Воистину, как сказано в заключении, "Здесь Пермь обнаруживает и ведет себя как личность...". И, разумеется, Абашев не был бы Абашевым, фундатором и куратором "Юрятина", если бы не добавил: "Поэтому предложенный очерк "пермского текста" можно представить не только как теоретическое осмысление проблемы и интерпретационную модель, но и как введение в методологию практической деятельности, направленной на пробуждение памяти локального текста".

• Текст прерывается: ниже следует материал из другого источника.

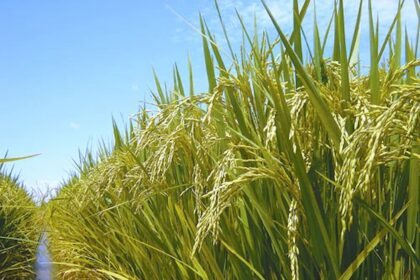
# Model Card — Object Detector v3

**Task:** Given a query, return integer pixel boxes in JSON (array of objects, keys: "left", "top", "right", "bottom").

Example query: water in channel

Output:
[{"left": 35, "top": 233, "right": 52, "bottom": 280}]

3. Честными глазами PROMTа

Но, откровенно сказать, переваривать в день по профессору - это рацион, требующий какой-то разгрузки; поэтому в неурочный день я открыл-таки "Итоги", которые вынесли на обложку групповой портрет "Битлз" года, наверное, 1964-го. Тема номера - "Время "жуков"". 20 лет со дня смерти Джона Леннона, 30 лет - выхода последнего альбома. Почитал я милые, ностальгические статейки Александра Кана, украшенные нарядными фотографиями, и подумал - не только жителям Ливерпуля хочется помнить "Битлз" исключительно "дореволюционных" (до 1968 года), но и нам с ними удобнее там. Милые мальчики. Типичный средний класс. Почти яппи. Вот и у нас теперь тоже есть. Даже как-то скучно стало.

И решил я тоже помянуть "Битлз": сунул в компьютер диск с полным собранием сочинений в формате Mp3 и стал слушать, бегая с трека на трек. Тупо смотреть в монитор как-то нелепо, поэтому я обычно развлекаюсь, тут же переводя приложенные английские тексты с помощью PROMTа, который ограничен и честен, а потому изредка выдает настоящую правду жизни. Сегодня вот перевел Yer Blues. Вставляю прямо из буфера, не вмешиваясь:

Yer Блюз
(Lennon/McCartney)

Да я одинок, хотит умирать
Да я одинок, хотит умирать
Если я не мертв уже
Ooh девочка Вы знаете причину почему.

Утром хотит умирать
Вечером хотит умирать
Если я не мертв уже
Ooh девочка Вы знаете причину почему.

Моя мать имела небо
Мой отец имел землю
Но я имею вселенную
И Вы знаете то, что это стоит
Я одинок, хотит умирать
Если я не мертв уже
Ooh девочка Вы знаете причину почему.

Орел выбирает мой глаз
Саморазмножающийся вирус он облизывает мою кость
Я чувствую настолько убийственным
Точно так же как Г.Джонес Дилана
Одиноко хотит умирать
Если я не мертв уже
Ooh девочка Вы знаете причину почему.

Черное облако пересекло мое мнение
Синий туман вокруг моей души
Чувство, столь убийственное
Даже ненавидьте мой рок-н-ролл
Хотит умирать да хотит умирать
Если я не мертв уже
Ooh девочка Вы знаете причину почему.